Secondo gli esperti Hays, nel 2016 il settore sarà chiamato ad affrontare una mancanza di competenze specializzate dovuta alla riduzione del personale che ha spinto molti professionisti a cercare nuove opportunità lavorative al di fuori del comparto Oil & Gas.

Lo studio, condotto lo scorso novembre, mostra gli effetti della caduta dei prezzi del petrolio sul mercato del lavoro. Nel 2015, il 32% degli intervistati dichiara di essere stato o soggetto di un demansionamento o considerato in esubero e, il 72% di questi, afferma di star valutando un percorso professionale in altri settori. Una fuga di cervelli che, nel lungo termine, potrebbe aggravare la ricerca di professionisti specializzati nell’Oil & Gas.

Proprio per assicurarsi le migliori risorse, il 22% delle aziende afferma di essere disposto a offrire stipendi più alti. Volontà che dimostra come la carenza di specializzazioni sia una delle maggiori preoccupazioni per il settore, specialmente se il prezzo del greggio dovesse tornare a salire.  

“Il crollo del costo del petroliospiega John Faraguna, Managing Director di Hays Oil & Gasnon ha determinato solo una diminuzione dei profitti per il settore, ma ha prodotto anche ingenti tagli al personale. Da qui, una fuga di cervelli che, nei prossimi anni, potrebbe aumentare le difficoltà nel recruiting di professionisti esperti”.

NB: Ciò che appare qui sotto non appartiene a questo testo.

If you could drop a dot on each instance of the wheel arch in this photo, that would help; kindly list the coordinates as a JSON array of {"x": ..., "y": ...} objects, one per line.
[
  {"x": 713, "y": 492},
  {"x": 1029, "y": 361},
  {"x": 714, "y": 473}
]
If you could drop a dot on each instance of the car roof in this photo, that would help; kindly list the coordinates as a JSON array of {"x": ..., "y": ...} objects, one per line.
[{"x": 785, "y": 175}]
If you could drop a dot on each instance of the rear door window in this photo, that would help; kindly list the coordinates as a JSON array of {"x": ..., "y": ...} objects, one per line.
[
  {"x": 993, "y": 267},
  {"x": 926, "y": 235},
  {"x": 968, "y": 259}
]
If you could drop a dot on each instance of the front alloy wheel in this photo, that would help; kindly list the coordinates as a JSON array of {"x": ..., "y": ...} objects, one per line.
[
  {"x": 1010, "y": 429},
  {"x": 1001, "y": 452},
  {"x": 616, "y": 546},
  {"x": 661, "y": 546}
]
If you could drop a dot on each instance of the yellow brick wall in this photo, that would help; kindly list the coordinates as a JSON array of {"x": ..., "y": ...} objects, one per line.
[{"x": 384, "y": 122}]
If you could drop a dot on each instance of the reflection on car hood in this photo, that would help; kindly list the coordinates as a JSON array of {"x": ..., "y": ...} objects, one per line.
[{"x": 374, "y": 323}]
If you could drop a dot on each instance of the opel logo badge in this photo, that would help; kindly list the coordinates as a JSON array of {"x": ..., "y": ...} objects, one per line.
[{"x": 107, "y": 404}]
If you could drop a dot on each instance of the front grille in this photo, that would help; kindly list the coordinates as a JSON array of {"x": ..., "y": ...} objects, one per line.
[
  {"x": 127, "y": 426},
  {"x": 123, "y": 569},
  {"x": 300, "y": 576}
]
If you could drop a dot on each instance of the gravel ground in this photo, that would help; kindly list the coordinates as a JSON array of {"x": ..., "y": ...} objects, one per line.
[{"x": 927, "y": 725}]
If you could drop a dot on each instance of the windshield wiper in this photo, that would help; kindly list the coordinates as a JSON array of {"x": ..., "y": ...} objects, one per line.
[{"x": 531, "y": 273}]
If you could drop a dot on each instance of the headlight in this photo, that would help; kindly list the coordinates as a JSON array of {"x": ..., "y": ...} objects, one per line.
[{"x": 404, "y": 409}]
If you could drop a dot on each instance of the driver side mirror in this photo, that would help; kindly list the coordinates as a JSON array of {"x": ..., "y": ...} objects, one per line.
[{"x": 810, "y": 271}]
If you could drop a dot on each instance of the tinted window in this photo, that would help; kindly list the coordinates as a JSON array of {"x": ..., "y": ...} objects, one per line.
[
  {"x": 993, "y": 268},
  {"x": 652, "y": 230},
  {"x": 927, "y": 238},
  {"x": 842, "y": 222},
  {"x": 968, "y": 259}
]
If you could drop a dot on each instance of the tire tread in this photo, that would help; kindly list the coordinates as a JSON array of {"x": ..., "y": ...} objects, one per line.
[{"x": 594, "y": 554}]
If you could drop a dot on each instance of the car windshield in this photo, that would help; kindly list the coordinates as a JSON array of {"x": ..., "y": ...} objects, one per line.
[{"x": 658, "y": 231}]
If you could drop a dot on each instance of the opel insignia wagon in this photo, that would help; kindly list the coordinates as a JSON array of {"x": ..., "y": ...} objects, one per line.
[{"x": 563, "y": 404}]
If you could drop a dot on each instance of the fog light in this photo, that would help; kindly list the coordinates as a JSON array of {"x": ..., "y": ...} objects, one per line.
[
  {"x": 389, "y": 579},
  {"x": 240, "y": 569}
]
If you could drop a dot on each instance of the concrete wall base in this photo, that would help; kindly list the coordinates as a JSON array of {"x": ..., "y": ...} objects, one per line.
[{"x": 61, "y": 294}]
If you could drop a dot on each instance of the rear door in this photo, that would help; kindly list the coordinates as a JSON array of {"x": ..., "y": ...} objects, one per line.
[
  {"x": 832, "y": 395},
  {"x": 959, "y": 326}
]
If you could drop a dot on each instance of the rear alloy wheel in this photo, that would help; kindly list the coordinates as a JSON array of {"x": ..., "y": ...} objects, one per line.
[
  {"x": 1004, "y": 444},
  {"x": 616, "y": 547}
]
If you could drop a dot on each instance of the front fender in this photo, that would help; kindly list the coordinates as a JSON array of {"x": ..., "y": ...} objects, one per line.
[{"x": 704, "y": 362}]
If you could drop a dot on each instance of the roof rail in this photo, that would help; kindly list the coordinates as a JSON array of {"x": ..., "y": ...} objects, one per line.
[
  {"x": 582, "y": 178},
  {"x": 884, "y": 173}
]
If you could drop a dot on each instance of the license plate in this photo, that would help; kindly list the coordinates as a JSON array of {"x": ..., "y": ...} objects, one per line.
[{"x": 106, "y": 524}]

È bene notare che la maggior parte delle aziende ha deciso di ridurre l’organico per chiudere il bilancio in positivo. Ma nel farlo, non ha considerato come questo potesse influire negativamente sulla propria reputazione e dunque sulla capacità di attrarre nuove risorse. Il 41% dei professionisti del settore dichiara, infatti, di valutare l’immagine dell’azienda prima di candidarsi per una posizione aperta. Inoltre, in caso di demansionamento o esubero, il 60% del campione non ha ricevuto referenze dal proprio datore, andando così a ledere ulteriormente la propria reputation sul mercato. 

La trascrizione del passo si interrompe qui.